Every August, Shiloh Church in Oakland, CA does a Back to School Bash. It is an evangelistic opportunity for the church to reach out to a needy community (it is located in the heart of an economically struggling neighbourhood), providing supplies to help children get the education they need to break the cycle of poverty and let them know we care so we can be there for them spiritually.
This is a common theme in Shiloh. Even the dedication given before the offering this weekend speaks to that goal:
Today, I am asking the Lord to bless and prosper me with more than enough so that I can be creative with my surplus, help with missions, feed the poor, build hospitals, orphanages, and help the vision of my church, Bless me, Lord. Pour in so that I can pour out. Fill my life, Lord.
Over the weekend, over 2500 people were ministered to and 1000 backpacks were handed to children. Dozens of chiurch members volunteered of their time and the efforts were spearheaded by associate pastors Steve and Portia Sumner.
While the federal government bickers over whether those who can most afford it should shoulder more of the economic recovery or whether social programs should be cut that help neighbourhoods like Shiloh's, the church can stand up and fill the gap. For a church of mixed ethnicity like Shiloh, the problem of the disproportionate effect the economy is having on minoroities is all the more visible.
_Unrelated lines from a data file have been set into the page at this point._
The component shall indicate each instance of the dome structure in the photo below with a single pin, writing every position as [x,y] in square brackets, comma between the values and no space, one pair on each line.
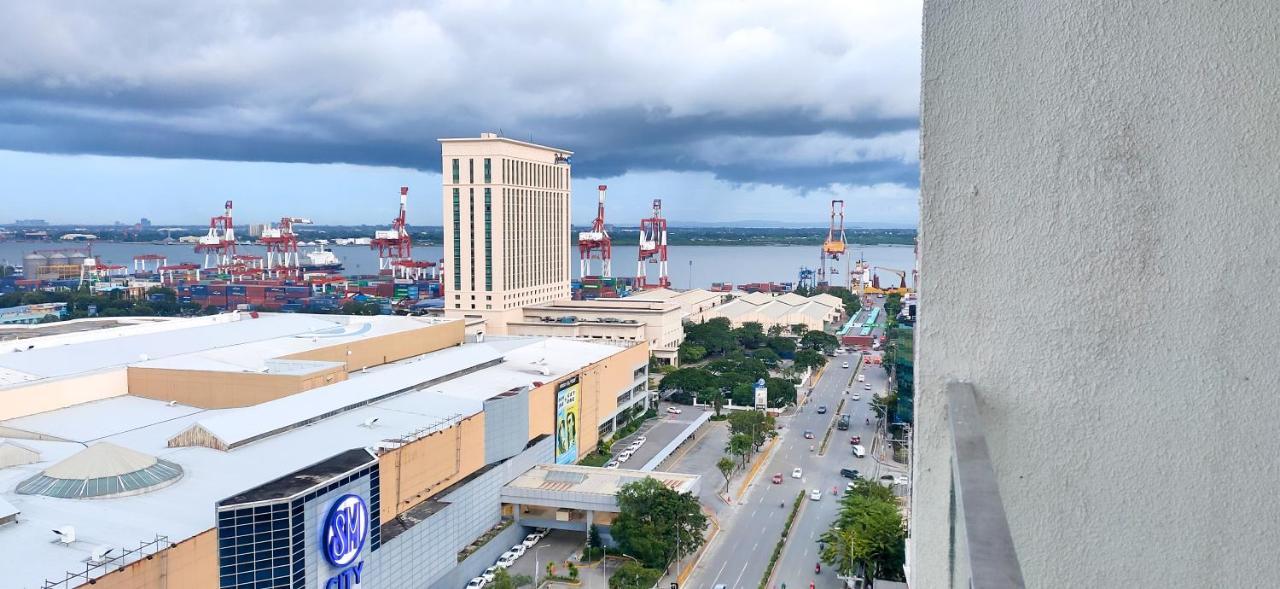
[103,470]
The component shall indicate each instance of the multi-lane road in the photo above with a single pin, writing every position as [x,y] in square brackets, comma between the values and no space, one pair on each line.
[752,525]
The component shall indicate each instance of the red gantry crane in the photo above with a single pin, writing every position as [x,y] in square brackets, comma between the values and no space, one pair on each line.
[833,247]
[595,243]
[394,246]
[653,249]
[282,246]
[220,241]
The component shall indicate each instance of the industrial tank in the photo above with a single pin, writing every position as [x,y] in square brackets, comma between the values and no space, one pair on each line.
[32,264]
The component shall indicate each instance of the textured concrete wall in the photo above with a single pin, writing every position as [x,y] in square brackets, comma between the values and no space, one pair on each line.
[1100,259]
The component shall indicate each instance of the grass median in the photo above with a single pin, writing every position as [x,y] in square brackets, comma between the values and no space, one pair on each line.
[782,542]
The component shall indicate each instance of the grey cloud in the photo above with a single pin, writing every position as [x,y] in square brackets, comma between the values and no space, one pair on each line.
[652,86]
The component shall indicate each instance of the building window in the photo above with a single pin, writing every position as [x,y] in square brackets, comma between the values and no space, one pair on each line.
[457,236]
[488,236]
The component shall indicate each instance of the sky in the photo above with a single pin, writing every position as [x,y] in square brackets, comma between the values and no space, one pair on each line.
[726,110]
Do not rob the poor because he is poor, nor oppress the afflicted at the gate. For the Lord will plead their cause, and plunder the soul of those who plunder them. (Proverbs 22:22-23, NKJ)
Free school supplies are hardly enough to bring a family out of poverty. But if one church feeds a family for a few days of every month, equips their children for education, and gives them a source of hope, that is a step in the right direction. Other churches can provide clothing, and others still different services so the need for government help diminishes in tough times.